There is no evidence that COVID-19 vaccines cause ADE, as explained in a previous fact-checking article, here .

The Children’s Hospital of Philadelphia explains here that Antibody-dependent Enhancement (ADE) “occurs when the antibodies generated during an immune response recognize and bind to a pathogen, but they are unable to prevent infection” and actually act as a vessel and can cause the worsening of a disease.

Mitigating ADE has been a priority in COVID-19 vaccine development, according to experts at Meedan’s Health Desk (here). Some strategies during this process include monitoring and evaluating animal and human trials for ADE, looking over real-world COVID-19 infection data, and “specifically targeting a SARS-CoV-2 protein that was the least likely to cause ADE in early vaccine design.”

More on when ADE has been a serious issue, and why this doesn’t appear to be the case with COVID-19 vaccines so far can be found here and here .

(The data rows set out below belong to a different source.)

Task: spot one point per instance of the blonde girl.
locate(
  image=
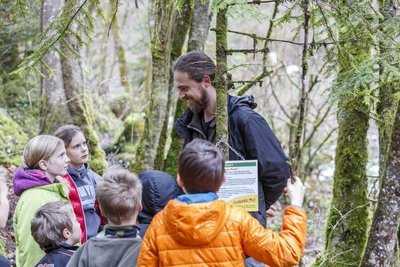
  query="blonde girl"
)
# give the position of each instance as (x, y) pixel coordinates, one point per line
(37, 183)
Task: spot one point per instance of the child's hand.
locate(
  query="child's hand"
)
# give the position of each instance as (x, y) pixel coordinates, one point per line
(270, 213)
(295, 192)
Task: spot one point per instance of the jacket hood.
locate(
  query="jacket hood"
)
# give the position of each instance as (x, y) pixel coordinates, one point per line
(158, 188)
(195, 224)
(238, 101)
(25, 179)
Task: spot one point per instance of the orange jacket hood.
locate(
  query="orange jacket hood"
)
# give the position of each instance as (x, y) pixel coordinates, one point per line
(195, 224)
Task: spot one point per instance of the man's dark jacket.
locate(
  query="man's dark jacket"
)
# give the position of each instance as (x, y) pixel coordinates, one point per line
(251, 136)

‘EVERYONE WHO HAS TAKEN THE JAB HAS BLOOD CLOTTING’

Blood clotting has not been verifiably recorded in mRNA vaccine recipients (here).

A small number of cases have been recorded and scientists are considering a possible link between Astra Zeneca and J&J vaccines and blood clots. More on COVID-19 vaccines and blood clots can be seen here and here .

‘CHILDREN AND PEOPLE ARE BEING STERILIZED BY THE VACCINE’

A Reuter’s fact check on COVID-19 vaccines not affecting sperm can be seen here . Evidence at the time showed that while COVID-19 infection may damage men’s fertility, there was no credible scientific evidence supporting the claim that mRNA COVID-19 vaccines damage men’s sperm.

Dr Larry Scott Spiegelman from Baptist Health South Florida said in an August 6 article (here) that “there’s no evidence for infertility related to the vaccine.” According to the physician, several studies have compared sperm counts both before and after receiving COVID-19 vaccines and no changes were noted.

Another fact check article on how vaccines are not linked to infertility can be seen here .

‘80% OF WOMEN WHO HAVE BEEN VAXXED LOST THEIR CHILDREN IN FIRST TRIMESTER’

A Reuters article debunking this specific claim is visible here .

The data presented in a study was misinterpreted by social media users online: the miscarriage rate in the (preliminary) study was below the rate of miscarriage in the general population.

Studies show a mother can actually pass immunity on to her baby (here).

VERDICT

Misleading. Some of the claims made in this video are false or missing context.